Weeeeeee I’m sitting in the front! I’m high! Oh yes I’m on the biggest roller coaster. Oh my gosh, I can see a flying creature. This is so fun, I wish I could have one.

Wow this is so cool. I’ve never been on a roller coaster before and if this was a ride in real life I would love it.

Amazing! thank you soooo much for letting me try it out.

The driving game was hard but if I hold the headset I can do better – it was really good.

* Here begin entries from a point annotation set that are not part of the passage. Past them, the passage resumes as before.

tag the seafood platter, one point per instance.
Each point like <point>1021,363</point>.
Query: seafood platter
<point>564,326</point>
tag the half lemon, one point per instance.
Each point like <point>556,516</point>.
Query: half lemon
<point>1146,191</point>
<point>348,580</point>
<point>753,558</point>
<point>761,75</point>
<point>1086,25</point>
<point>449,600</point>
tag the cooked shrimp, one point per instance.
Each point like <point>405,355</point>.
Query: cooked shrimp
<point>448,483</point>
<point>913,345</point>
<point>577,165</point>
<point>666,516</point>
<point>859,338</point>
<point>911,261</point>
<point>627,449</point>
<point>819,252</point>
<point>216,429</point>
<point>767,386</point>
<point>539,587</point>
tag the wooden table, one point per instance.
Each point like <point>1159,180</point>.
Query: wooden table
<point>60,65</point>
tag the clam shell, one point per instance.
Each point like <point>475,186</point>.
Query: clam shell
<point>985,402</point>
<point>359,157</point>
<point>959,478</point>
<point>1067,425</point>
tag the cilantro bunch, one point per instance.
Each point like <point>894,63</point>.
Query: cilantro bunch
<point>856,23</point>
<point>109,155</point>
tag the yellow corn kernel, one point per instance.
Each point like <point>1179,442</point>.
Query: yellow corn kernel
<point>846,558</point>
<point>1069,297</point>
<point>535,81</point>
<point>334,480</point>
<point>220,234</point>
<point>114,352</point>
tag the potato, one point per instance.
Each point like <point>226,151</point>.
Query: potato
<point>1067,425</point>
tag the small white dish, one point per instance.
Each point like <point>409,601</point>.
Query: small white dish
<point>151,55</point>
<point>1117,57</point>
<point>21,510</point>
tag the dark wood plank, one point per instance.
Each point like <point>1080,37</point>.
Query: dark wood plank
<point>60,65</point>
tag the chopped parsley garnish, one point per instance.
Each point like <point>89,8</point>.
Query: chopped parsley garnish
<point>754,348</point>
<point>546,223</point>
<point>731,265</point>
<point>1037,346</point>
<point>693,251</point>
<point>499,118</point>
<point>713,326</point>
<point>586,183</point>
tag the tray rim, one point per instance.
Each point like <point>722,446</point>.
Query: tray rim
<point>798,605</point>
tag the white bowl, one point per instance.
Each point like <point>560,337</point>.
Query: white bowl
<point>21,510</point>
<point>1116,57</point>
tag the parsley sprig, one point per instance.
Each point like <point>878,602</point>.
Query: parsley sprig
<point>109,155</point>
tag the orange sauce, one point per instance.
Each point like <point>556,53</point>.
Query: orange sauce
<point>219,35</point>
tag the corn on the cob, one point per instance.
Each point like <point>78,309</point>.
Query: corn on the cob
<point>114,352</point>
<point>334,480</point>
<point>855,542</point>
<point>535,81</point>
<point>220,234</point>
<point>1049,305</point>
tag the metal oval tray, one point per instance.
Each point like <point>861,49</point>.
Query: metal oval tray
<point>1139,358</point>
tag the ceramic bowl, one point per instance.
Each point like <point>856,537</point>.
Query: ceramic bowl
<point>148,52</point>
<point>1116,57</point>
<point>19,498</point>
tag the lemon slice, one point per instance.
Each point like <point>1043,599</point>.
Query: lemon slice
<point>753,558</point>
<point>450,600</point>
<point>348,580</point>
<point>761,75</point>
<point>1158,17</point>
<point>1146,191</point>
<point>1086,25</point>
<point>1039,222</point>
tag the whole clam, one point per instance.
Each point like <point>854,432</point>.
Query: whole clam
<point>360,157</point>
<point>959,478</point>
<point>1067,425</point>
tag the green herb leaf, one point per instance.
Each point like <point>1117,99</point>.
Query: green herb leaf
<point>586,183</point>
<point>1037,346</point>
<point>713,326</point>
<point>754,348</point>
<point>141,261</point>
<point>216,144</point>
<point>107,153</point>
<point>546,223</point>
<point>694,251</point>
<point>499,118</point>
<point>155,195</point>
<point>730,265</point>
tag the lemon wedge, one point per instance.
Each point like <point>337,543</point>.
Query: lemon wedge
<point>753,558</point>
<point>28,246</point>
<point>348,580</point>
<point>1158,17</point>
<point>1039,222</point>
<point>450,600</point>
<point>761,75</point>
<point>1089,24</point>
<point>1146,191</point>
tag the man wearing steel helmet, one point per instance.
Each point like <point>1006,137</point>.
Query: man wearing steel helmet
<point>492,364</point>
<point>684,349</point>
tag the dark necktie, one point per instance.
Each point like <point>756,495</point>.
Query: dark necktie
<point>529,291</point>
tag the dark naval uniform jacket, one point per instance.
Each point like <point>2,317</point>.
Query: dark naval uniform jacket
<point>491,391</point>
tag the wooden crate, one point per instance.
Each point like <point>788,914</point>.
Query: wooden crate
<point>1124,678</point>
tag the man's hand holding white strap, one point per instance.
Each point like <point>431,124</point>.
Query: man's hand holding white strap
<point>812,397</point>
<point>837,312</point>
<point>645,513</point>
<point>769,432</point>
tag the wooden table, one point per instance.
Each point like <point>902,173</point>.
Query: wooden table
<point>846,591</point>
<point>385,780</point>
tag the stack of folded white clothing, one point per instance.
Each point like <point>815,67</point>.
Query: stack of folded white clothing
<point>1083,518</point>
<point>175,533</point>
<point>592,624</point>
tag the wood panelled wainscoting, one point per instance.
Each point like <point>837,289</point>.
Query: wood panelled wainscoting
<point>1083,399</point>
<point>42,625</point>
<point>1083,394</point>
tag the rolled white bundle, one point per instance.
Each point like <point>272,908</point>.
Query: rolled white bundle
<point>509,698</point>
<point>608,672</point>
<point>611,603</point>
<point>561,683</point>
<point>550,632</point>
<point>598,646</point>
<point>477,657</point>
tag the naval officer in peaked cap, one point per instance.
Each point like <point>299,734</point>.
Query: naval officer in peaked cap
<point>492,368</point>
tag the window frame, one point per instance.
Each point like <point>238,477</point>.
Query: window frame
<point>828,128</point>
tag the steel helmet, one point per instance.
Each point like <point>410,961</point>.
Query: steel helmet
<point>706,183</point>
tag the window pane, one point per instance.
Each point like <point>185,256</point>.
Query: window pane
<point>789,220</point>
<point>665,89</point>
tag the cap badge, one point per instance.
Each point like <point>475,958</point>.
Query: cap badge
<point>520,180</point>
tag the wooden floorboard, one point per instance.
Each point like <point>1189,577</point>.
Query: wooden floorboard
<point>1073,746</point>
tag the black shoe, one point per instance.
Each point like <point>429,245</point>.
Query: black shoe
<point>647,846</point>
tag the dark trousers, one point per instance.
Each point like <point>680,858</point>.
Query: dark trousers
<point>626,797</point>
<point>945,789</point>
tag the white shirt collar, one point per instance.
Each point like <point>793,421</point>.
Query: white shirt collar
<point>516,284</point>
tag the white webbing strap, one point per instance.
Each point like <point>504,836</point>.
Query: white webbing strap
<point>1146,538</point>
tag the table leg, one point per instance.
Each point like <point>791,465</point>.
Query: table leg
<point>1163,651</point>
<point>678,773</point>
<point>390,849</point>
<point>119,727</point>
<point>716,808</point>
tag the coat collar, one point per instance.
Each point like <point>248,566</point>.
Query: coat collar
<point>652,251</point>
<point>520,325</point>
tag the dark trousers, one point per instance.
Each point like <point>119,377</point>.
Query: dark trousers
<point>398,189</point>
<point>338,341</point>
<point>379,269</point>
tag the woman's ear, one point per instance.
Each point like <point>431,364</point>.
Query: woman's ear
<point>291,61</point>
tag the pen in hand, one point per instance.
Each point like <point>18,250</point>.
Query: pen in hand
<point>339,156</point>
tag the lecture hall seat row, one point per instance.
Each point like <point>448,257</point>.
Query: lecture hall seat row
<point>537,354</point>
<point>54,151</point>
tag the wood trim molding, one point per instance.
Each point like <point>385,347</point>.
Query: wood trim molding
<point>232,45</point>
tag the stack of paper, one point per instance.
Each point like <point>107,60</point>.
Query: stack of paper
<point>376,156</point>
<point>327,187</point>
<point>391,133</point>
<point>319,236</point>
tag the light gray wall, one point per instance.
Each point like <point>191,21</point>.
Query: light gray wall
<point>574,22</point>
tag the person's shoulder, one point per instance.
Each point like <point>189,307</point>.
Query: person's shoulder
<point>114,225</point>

Here are some of the things mums have said about our services:

I’m so very grateful for what you have achieved. I feel he’s come a long way in recognising his behaviours in Dad’s house versus mine and he really has stuck up for himself more which I am incredibly proud of him for.

Thank you so much for the support you have given my daughter, she has really benefited from the support and I can tell she is very fond of you due to the language she chooses when talking about you. She is really going to miss your sessions but I can’t thank you enough for how you have helped her.

Thank you so much for the work you’ve done with ‘Adam’ and the lovely gifts he came home with. We will certainly have fun doing them together. He has really enjoyed talking to you and has found it very helpful.

So proud of ‘Aida’ for being able to voice her feelings to her father and his family. She also talks to me more now about how she is feeling.

The boys are getting along much better now, they are being good.

Please note that names have been changed to protect the identity of individuals.